When the California State Legislature recently reconvened for its 2008 legislative session in Sacramento, State Senator Carole Migden (D-San Francisco/North Bay) immediately introduced legislation to protect rental customers from being overcharged at California airports, the California Chronicle reports.

Migden's SB 1057 would repeal 2006 legislation which has allowed companies to overcharge California consumers by millions of dollars—$24 million in 2007 alone. Migden said she also intends to prohibit car rental companies from passing on to consumers costs of funding the California Travel and Tourism Commission, a cost that the rental car companies were supposed to impose on themselves.

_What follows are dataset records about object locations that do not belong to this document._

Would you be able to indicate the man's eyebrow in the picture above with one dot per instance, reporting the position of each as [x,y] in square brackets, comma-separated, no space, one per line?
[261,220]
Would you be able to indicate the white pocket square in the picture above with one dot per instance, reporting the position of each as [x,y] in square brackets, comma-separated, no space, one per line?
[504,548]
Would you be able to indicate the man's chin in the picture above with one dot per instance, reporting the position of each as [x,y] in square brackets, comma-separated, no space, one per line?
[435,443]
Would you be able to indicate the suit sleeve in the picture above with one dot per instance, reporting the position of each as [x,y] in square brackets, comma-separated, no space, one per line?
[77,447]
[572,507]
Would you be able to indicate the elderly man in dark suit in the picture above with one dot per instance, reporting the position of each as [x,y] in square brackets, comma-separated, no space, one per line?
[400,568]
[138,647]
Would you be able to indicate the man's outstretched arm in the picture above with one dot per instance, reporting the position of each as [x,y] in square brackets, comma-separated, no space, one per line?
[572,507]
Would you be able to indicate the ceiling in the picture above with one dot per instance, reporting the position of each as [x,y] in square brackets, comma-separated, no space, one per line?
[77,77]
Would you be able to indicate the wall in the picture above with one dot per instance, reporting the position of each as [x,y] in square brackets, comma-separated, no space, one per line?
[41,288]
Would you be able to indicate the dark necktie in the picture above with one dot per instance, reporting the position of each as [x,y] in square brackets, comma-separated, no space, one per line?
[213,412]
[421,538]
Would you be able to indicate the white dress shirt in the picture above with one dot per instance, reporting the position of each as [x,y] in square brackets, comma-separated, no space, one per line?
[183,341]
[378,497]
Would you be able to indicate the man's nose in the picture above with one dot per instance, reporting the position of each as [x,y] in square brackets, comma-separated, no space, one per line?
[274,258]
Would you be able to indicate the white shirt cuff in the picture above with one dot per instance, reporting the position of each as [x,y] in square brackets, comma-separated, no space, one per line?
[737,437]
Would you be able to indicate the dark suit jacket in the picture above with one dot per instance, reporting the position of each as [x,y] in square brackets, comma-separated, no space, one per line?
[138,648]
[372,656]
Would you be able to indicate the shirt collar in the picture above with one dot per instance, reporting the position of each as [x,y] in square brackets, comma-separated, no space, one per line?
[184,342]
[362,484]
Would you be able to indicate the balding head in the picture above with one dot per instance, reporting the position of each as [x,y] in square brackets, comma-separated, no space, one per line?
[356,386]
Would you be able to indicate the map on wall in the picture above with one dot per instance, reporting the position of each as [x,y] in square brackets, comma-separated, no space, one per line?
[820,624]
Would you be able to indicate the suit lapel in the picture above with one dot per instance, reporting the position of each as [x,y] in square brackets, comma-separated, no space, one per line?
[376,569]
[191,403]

In a last-minute "gut and amend" in 2006 rental car companies operating out of California airports agreed to increase tourism assessments that they contribute to the budget of the CTTC, in exchange for being allowed to "unbundle" (separately list) their fees when the companies advertise or quote rates, for example, on the Internet.

One of the fees that the rental car companies have to pay, a fee they wanted to unbundled, is the charge that airports levy on them. That airport concession fee is typically about 11 percent of the rental price.

The University of San Diego School of Law's Center for Public Interest Law filed a class action anti-trust case against seven rental car firms in November alleging that the add-on charges were the product of unlawful and collusive private price fixing.

According to the California Chronicle, Migden's legislation also requires rental car companies to provide the legislature with a certified audit of how much additional money they made off of consumers while AB 2592 has been in effect.